Usage of suboptimum index
Login

(6) By Keith Medcalf (kmedcalf) on 2020-07-31 17:28:15 in reply to 5 updated by 6.1

< You could argue that this heuristic is counter-productive - if both indexes will match a single row, why not use the shorter one and save a little CPU doing key-comparisons (also, in other cases but not this one, you might save some IO as shorter indexes take up less space on disk)? I think the answer is that (a) those stats are only averages, not hard guarantees and (b) the stats might be out of date - they were current when ANALYZE was run but things might have changed since. So SQLite figures using the index that covers more fields is a better bet.

Well, actually, no, you could not argue that.

Those conditions must still be checked and passed before you can descend into the next table.  If the values are not in the index then additional IO needs to be done to seek and fetch them from the row.

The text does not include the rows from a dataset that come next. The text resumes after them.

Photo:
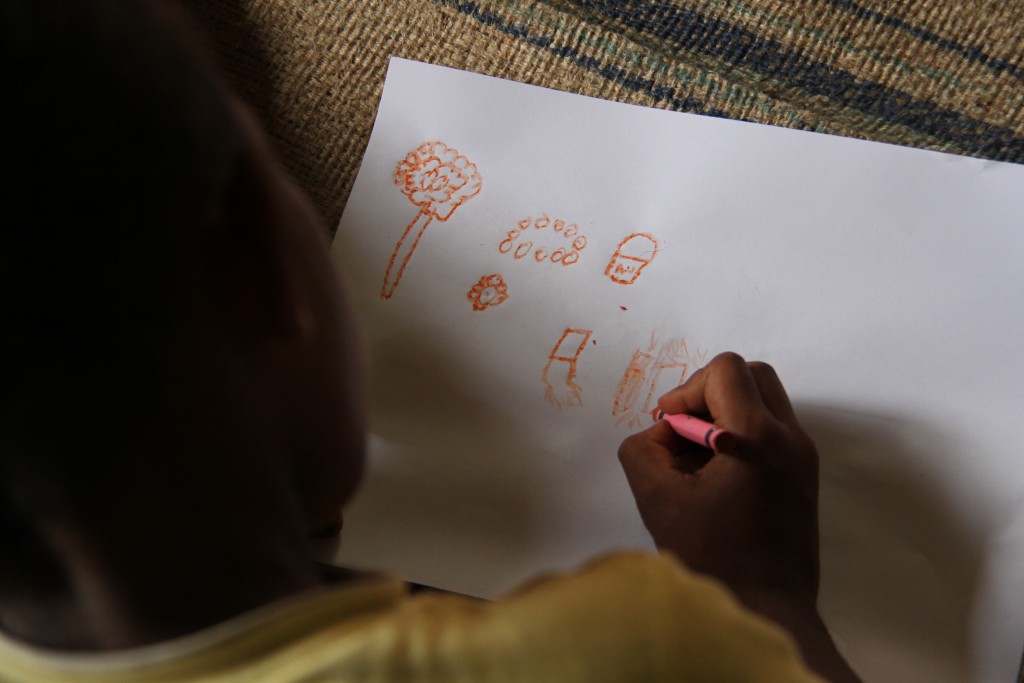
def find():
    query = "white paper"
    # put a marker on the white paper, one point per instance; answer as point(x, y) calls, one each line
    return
point(883, 283)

Therefore having more where clause conditions consumed in an index lookup will always be lower cost than consuming less where clause conditions in the index because those conditions *must still be enforced*.

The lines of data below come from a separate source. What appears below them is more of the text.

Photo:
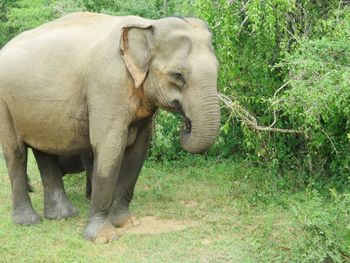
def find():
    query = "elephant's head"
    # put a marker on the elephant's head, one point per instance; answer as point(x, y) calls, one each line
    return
point(174, 62)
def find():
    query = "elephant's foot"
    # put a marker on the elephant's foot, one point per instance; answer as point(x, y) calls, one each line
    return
point(59, 207)
point(25, 216)
point(120, 215)
point(100, 231)
point(129, 222)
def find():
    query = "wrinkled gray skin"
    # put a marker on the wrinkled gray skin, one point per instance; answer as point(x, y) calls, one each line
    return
point(71, 165)
point(80, 163)
point(91, 83)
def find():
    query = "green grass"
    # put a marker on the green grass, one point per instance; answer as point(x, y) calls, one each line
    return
point(237, 212)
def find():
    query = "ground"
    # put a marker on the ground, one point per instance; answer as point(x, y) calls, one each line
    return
point(195, 210)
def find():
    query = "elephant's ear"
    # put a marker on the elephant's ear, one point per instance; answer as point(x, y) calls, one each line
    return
point(135, 47)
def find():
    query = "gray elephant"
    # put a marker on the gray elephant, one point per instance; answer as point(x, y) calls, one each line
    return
point(91, 83)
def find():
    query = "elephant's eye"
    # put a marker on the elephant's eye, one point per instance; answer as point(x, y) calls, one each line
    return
point(177, 78)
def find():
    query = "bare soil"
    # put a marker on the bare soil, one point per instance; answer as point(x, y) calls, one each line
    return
point(152, 225)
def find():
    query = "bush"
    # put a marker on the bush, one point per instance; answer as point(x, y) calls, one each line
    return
point(319, 96)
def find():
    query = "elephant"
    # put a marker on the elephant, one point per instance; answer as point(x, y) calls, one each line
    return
point(91, 82)
point(81, 163)
point(70, 165)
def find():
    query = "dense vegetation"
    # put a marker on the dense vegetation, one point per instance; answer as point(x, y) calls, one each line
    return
point(287, 62)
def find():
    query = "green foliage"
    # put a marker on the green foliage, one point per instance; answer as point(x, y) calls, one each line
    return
point(326, 227)
point(260, 45)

This is why a "covering index" is more efficient than a "non-covering" index.  That applies to where conditions, select list outputs, and descent keys as well.

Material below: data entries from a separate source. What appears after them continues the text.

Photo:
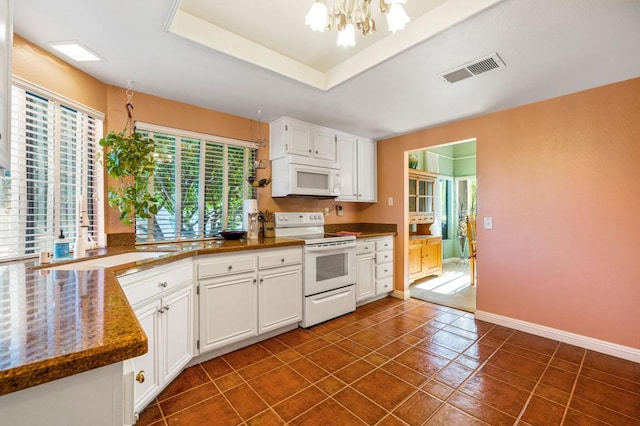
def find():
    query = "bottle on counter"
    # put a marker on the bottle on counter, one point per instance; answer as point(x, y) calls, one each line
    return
point(61, 247)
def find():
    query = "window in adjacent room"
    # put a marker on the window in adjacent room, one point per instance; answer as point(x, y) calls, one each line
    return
point(200, 183)
point(53, 161)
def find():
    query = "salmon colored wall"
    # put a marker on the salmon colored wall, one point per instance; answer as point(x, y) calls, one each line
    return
point(165, 112)
point(560, 179)
point(39, 67)
point(43, 69)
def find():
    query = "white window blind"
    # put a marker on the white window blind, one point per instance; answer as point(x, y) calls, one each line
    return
point(200, 182)
point(53, 161)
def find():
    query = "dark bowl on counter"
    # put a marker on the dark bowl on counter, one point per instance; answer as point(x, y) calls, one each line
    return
point(232, 235)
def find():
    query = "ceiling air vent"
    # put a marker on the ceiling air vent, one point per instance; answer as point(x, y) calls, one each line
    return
point(476, 67)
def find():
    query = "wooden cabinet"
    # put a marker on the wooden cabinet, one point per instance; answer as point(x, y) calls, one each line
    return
point(244, 295)
point(293, 137)
point(162, 299)
point(425, 257)
point(357, 158)
point(421, 197)
point(6, 41)
point(433, 256)
point(417, 252)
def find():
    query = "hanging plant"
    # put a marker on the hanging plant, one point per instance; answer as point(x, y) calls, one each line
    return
point(129, 158)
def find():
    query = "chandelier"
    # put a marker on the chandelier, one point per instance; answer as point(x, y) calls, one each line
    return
point(347, 15)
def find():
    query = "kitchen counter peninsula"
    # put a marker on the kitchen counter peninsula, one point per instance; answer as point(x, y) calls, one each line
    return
point(57, 323)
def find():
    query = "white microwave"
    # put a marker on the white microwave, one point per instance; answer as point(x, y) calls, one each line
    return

(6.1) By Keith Medcalf (kmedcalf) on 2020-07-31 17:28:50 edited from 6.0 in reply to 5 [link]

> You could argue that this heuristic is counter-productive - if both indexes will match a single row, why not use the shorter one and save a little CPU doing key-comparisons (also, in other cases but not this one, you might save some IO as shorter indexes take up less space on disk)? I think the answer is that (a) those stats are only averages, not hard guarantees and (b) the stats might be out of date - they were current when ANALYZE was run but things might have changed since. So SQLite figures using the index that covers more fields is a better bet.

Well, actually, no, you could not argue that.

Those conditions must still be checked and passed before you can descend into the next table.  If the values are not in the index then additional IO needs to be done to seek and fetch them from the row.

Therefore having more where clause conditions consumed in an index lookup will always be lower cost than consuming less where clause conditions in the index because those conditions *must still be enforced*.

This is why a "covering index" is more efficient than a "non-covering" index.  That applies to where conditions, select list outputs, and descent keys as well.